Hope they get that clutter out the way
Russia to Lift Perished Soviet Nuke Subs in 2020's
For many years, Russian industrial companies, relevant nuclear and marine design bureaus and research institutes have been scrutinizing the salvage of the sunken Soviet nuclear-powered submarine K-27 (Project 645, November-class). In case the lifting by Russian equipment is successful, experts plan to consider raising of K-278 submarine Komsomolets (Project 685, Mike-class), three informed insiders told Mil.Press. So far, the exact timelines of the lifting operations are unknown.
According to one of the interviewees, K-27 being grounded at the depth of 75 meters in the Kara Sea can be raised in the first half of 2020's. Earlier, the salvage was scheduled in the end of 2010's.
The second insider said a part of funds for designing of a Project 23570 specialized submarine salvage vessel had been already assigned. The ship was presented at Neva-2019 marine show for a limited circle of attendants. Reporters of Mil.Press found out its prospective characteristics. The utility model description classifies the ship as "non-propelled sea vessel for lifting, transportation, and delivery for disposal of scuttled (sunken) large-size and heavy-weight marine facilities".
It is planned to build the ship in Saint Petersburg or Severodvinsk, added the third interviewee. It may be a cooperation of shipyards. There are two funding options: a cost-effective (RUB 3-4 bln), and a more expensive one (RUB 7-8 bln).
Project 23570 implements the whole range of new technical solutions in the ship salvage. Several research works were carried out in this area, including those under the federal target program "Civil Marine Engineering Development 2009-2016". One of these works named Technology-A(TP) is aimed at "designing of technical project for package technology and technical facilities for searching, identification, lifting and delivery for disposal of potentially hazardous underwater objects".

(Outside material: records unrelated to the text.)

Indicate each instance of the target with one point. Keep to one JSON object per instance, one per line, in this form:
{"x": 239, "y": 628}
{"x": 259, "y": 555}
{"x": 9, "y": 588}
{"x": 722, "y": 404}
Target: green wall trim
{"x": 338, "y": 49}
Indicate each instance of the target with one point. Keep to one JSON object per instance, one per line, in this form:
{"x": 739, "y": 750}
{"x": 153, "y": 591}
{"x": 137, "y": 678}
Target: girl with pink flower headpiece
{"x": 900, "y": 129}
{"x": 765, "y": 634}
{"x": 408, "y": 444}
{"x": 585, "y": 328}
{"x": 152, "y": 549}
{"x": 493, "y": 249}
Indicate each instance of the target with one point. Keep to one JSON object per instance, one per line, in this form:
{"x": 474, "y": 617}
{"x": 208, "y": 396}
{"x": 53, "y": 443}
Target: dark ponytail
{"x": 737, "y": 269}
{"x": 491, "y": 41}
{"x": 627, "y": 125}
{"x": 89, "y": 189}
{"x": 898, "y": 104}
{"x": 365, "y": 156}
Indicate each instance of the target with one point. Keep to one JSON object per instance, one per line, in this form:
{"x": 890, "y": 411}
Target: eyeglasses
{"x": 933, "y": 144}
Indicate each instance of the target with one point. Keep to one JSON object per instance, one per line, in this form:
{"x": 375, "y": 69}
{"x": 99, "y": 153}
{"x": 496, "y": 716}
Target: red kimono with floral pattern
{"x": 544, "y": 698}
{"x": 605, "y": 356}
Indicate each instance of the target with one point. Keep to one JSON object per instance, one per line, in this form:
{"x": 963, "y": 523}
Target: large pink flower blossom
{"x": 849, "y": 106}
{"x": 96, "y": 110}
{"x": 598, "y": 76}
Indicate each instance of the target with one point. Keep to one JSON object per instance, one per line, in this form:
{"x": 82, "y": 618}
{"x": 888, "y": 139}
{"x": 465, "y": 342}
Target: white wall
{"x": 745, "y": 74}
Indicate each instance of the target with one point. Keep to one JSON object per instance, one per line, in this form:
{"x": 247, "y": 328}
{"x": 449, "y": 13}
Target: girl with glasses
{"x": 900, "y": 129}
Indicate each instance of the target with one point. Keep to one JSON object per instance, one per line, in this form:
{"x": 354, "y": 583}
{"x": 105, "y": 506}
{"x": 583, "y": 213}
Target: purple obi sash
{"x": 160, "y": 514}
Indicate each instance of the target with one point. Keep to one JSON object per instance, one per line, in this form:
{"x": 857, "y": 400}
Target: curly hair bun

One of the documents of that project says "the primary mission before... detailed exploration of... hydrocarbon deposits on the continental shelf of the Kara Sea and the Barents Sea, as well as adjacent shore of the Novaya Zemlya island group, is the environmental rehabilitation of licensed blocks from large-size and heavy-weight potentially hazardous underwater objects, including substantiation of various disposal options, i.e. lifting and onshore dismantlement, isolation on the seabed, or abandonment without intervention".
In July 2019, researchers of the Russo-Norwegian expedition based on the vessel named GO Sars explored K-278. Among other approaches, they used the remotely operated vehicle Ægir 6000 to reach Komsomolets, study leakages and take water samples.
Later on, experts from Norwegian Institute of Marine Research reported about growing radiation intensity around the Komsomolets scene of sinking, where it is grounded at the depth over 1.6 km. The vent hole where the water samples were taken is located in close contact with the sub's nuclear reactor. The radioactivity level appeared higher than the samples taken by Russian scientists in 2007. According to previous studies held by Russian experts, there were nuclear releases, and Komsomolets was heavily damaged. One of the reasons for radioactive emissions can be ocean currents. Along with that, the findings were called preliminary, and the leakage was classified as non-threating to fishery or the sample takers.
On February 4, Mil.Press failed to contact the expedition leader on the Norwegian side, Ms. Hilde Elise Heldal.
K-27 was laid down in 1958, launched in 1962, and commissioned in 1963. After the accident occurred in May 1968, recovery of the submarine was condemned as inexpedient. The submarine had been mothballed for 13 years, and then sunken in the Kara Sea.
K-278 was laid down in 1978, launched and commissioned in 1983. On August 4, 1985, being headed by Capt. 1 Rank Yury Zelensky, the submarine set the world diving record, 1000 meters, and launched torpedoes at that depth. Komsomolets perished on the post-patrol homeward voyage in the Norwegian Sea on April 7, 1989 as a result of fire that led to the loss of buoyancy and foundering.